Proving $\sum _{k=1}^{\infty } J_k(k z)^2=\frac{1}{2 \sqrt{1-z^2}}-\frac{1}{2}$

Question

How to prove $$\sum _{k=1}^{\infty } J_k(k z){}^2=\frac{1}{2 \sqrt{1-z^2}}-\frac{1}{2},\ |z|<1$$ The supplementary one $\sum _{k=1}^{\infty } J_k(k z)=\frac{z}{2 (1-z)}$ might be useful.
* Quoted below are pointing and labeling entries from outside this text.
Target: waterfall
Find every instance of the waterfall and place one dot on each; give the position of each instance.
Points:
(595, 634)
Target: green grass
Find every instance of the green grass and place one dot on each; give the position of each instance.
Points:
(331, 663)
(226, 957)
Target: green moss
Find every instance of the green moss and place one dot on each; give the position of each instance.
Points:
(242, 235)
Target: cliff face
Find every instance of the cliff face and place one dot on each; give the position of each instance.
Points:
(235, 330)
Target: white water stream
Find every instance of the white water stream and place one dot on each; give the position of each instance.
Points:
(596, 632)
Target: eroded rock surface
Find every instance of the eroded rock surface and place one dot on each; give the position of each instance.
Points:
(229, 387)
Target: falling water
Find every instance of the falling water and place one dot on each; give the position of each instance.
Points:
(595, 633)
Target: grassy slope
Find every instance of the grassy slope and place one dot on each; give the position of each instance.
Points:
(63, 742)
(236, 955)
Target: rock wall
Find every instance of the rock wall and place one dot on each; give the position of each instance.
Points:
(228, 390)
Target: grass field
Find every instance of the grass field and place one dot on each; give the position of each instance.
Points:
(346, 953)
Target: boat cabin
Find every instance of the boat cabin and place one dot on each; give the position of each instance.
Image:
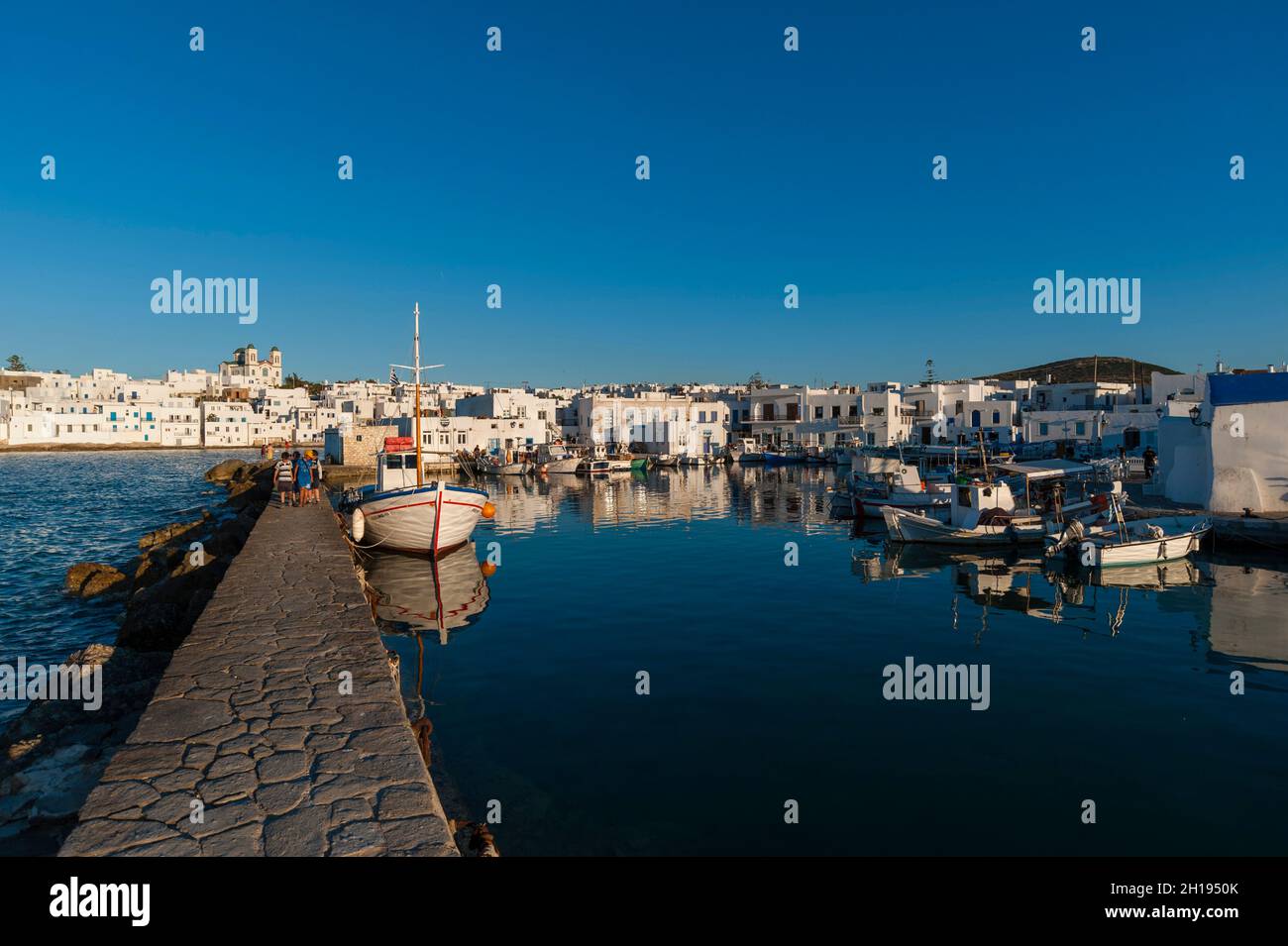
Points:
(977, 501)
(897, 475)
(395, 470)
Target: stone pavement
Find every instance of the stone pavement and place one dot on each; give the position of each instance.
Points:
(252, 731)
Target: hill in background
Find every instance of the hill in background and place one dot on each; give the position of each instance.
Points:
(1093, 367)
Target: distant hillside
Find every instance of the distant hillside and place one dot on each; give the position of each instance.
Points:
(1106, 368)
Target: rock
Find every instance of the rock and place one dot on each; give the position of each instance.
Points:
(226, 472)
(168, 533)
(94, 578)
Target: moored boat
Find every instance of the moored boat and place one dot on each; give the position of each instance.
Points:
(404, 514)
(984, 511)
(1120, 542)
(746, 452)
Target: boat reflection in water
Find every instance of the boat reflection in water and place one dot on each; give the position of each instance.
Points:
(1028, 584)
(412, 593)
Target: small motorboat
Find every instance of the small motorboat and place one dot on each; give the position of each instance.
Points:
(1121, 542)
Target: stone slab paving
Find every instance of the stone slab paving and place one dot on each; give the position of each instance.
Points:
(250, 719)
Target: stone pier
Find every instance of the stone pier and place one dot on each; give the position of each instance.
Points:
(256, 743)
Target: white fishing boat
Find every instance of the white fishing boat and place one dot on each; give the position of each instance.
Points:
(599, 460)
(557, 459)
(746, 452)
(403, 512)
(986, 512)
(1120, 542)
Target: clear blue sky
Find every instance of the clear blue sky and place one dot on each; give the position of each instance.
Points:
(767, 167)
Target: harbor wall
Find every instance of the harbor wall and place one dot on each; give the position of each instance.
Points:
(277, 729)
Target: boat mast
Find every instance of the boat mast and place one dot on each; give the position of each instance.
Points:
(419, 472)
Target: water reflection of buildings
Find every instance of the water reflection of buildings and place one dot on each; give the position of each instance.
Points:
(1247, 618)
(746, 493)
(1236, 609)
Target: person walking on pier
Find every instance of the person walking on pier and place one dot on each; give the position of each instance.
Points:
(314, 475)
(303, 478)
(1150, 461)
(283, 473)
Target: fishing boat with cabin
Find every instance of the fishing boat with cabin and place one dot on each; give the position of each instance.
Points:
(402, 512)
(1120, 542)
(986, 511)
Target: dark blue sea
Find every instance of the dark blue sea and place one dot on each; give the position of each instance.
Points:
(60, 508)
(765, 680)
(767, 683)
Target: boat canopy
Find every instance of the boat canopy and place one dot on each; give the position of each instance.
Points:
(1044, 469)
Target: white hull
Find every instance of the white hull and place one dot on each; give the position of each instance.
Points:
(910, 527)
(568, 465)
(1146, 550)
(428, 519)
(903, 501)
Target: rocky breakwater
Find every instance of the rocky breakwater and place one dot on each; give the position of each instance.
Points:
(55, 751)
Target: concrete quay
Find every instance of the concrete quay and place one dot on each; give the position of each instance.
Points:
(277, 729)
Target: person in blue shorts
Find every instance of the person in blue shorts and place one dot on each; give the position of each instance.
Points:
(303, 478)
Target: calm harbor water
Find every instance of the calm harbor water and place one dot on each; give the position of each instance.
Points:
(82, 506)
(765, 679)
(767, 683)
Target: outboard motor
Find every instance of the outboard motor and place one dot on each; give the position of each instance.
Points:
(1070, 536)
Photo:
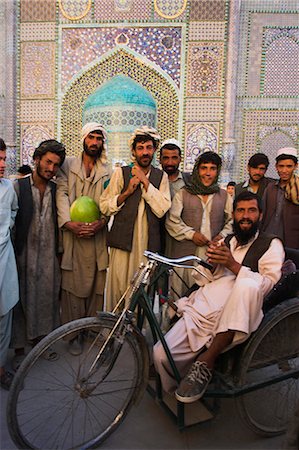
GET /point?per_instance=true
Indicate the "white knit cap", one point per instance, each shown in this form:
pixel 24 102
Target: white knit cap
pixel 287 151
pixel 144 131
pixel 172 142
pixel 94 126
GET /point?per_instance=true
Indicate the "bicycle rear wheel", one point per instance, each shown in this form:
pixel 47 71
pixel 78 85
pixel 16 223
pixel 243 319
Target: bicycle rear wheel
pixel 55 404
pixel 272 352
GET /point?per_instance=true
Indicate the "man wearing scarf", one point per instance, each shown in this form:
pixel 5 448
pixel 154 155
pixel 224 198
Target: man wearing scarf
pixel 85 256
pixel 281 200
pixel 201 213
pixel 138 197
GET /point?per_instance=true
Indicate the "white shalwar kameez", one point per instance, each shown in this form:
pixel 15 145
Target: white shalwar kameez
pixel 226 302
pixel 124 264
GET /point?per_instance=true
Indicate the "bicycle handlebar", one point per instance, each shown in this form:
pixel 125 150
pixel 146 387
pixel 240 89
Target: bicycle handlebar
pixel 178 262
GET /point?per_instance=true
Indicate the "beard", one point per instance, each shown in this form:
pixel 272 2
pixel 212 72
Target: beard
pixel 94 151
pixel 171 170
pixel 144 161
pixel 244 236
Any help will be appreciated.

Answer 1

We can use the integral representation for the product of Bessel functions DLMF \begin{equation} J_{\mu}\left(x\right)J_{\nu}\left(x\right)=\frac{2}{\pi}\int_{0}^{\pi/2}J_{\mu+\nu}\left(2x\cos\theta\right)\cos\left((\mu-\nu)\theta\right)\mathrm{d}\theta \end{equation} with $\mu=\nu=k$ and $x=kz$: \begin{equation} J_{k}^2\left(kz\right)=\frac{2}{\pi}\int_{0}^{\pi/2}J_{2k}\left(2kz\cos\theta\right)\mathrm{d}\theta \end{equation} From the quoted series, and using parity properties of the Bessel function, \begin{equation} \sum _{k=1}^{\infty } J_k(k x)=\frac{x}{2 (1-x)} \end{equation} gives \begin{align} 2\sum _{k=1}^{\infty } J_{2k}(2k x)&=\sum _{k=1}^{\infty } J_k(k x)+\sum _{k=1}^{\infty } J_k(-k x)\\ &=\frac{x}{2 (1-x)}-\frac{x}{2 (1+x)}\\ &=\frac{x^2}{1-x^2} \end{align} Then \begin{align} \sum_{k\ge1}J_{k}^2\left(kz\right)&=\frac{2}{\pi}\int_{0}^{\pi/2}\sum_{k\ge1}J_{2k}\left(2kz\cos\theta\right)\mathrm{d}\theta\\ &=\frac{1}{\pi}\int_{0}^{\pi/2}\frac{z^2\cos^2\theta}{1-z^2\cos^2\theta}\mathrm{d}\theta\\ &=\frac{1}{\pi}\left[-\frac{\pi}{2}+\int_{0}^{\pi/2}\frac{1}{1-z^2\cos^2\theta}\mathrm{d}\theta\right]\\ &=-\frac12+\frac1\pi\int_0^\infty \frac{dt}{t^2+1-z^2} \text{ ...by changing }t=\tan\theta\\ &=\frac{1}{2\sqrt{1-z^2}}-\frac{1}{2} \end{align} as expected.